Ford was unique in that it had two very different big-block engine designs during the height of the muscle car era. The original FE engine design was pioneered in the late 1950s, primarily as a more powerful replacement for the dated Y-block design. What began as torquey engines meant to move heavyweight sedans morphed into screaming high-performance mills that won Le Mans and drag racing championships throughout the 1960s.
By the late 1960s, the FE design was dated, so Ford replaced it with the 385 series, also known as the Lima design, in displacements of 429 and 460 ci, which was similar to the canted-valve Cleveland design being pioneered at the same time. It didn't share the FE pedigree of racing success, mostly due to timing, but the new design was better in almost every way; it exists via Ford Motorsports' offerings to this day. Beginning in 1971, the 429 found its way between the fenders of Mustangs and Torinos in high-compression 4-barrel versions called the Cobra Jet and Super Cobra Jet, and they were some of the most powerful passenger car engines Ford had ever built. If the muscle car era had not died out shortly after the release of these powerful engines, without a doubt the 429 performance variants would be ranked with the legendary big-blocks of all time.
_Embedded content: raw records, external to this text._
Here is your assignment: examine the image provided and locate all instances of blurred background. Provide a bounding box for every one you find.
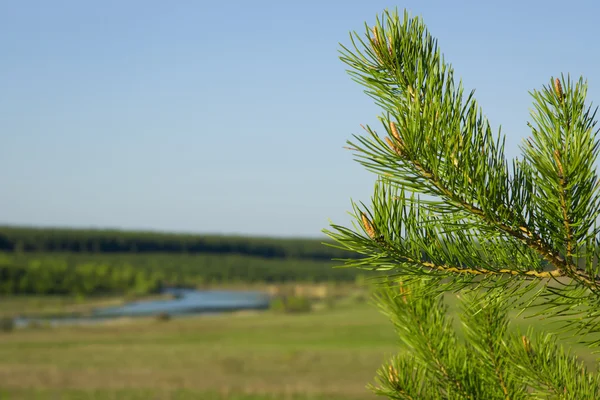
[0,0,600,400]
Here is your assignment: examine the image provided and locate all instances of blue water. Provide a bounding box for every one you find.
[93,289,269,318]
[15,289,270,326]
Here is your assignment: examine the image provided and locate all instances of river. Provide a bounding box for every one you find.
[15,289,270,326]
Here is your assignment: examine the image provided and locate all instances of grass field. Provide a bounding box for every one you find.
[0,304,396,400]
[0,292,595,400]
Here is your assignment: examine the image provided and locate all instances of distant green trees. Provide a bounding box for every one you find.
[0,226,353,260]
[0,253,360,295]
[0,255,163,296]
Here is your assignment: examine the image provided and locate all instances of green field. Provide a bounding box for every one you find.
[0,304,396,400]
[0,292,594,400]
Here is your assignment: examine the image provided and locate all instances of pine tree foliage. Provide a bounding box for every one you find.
[325,7,600,399]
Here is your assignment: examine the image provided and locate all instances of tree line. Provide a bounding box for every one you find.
[0,252,370,296]
[0,226,355,260]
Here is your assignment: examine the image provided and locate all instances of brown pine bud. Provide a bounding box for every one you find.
[554,78,563,101]
[361,213,377,239]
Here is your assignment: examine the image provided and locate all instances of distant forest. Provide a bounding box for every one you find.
[0,227,373,296]
[0,226,356,260]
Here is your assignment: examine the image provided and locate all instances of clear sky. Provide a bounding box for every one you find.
[0,0,600,236]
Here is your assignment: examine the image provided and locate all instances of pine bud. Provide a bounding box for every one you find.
[554,150,565,178]
[388,365,398,383]
[361,213,377,239]
[521,335,531,353]
[554,78,563,101]
[385,136,402,155]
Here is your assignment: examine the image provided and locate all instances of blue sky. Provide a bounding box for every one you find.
[0,0,600,236]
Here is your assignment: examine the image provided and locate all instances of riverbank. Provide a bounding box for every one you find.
[0,304,396,400]
[0,293,174,318]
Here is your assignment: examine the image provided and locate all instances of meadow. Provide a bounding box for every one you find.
[0,227,595,400]
[0,290,595,400]
[0,303,397,400]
In this revised edition of How to Rebuild Big-Block Ford Engines, now titled Ford 429/460 Engines: How to Rebuild, Ford expert Charles Morris covers all the procedures, processes, and techniques for rebuilding your 385 Series big-block. Step-by-step text provides details for determining whether your engine actually needs a rebuild, preparation and removal, disassembly, inspection, cleaning, machining and parts selection, reassembly, start-up, and tuning. Also included is a chapter in building the special Boss 429 engines, as well as a bonus chapter on the Ford 351 Cleveland, Ford's little brother to the big-block.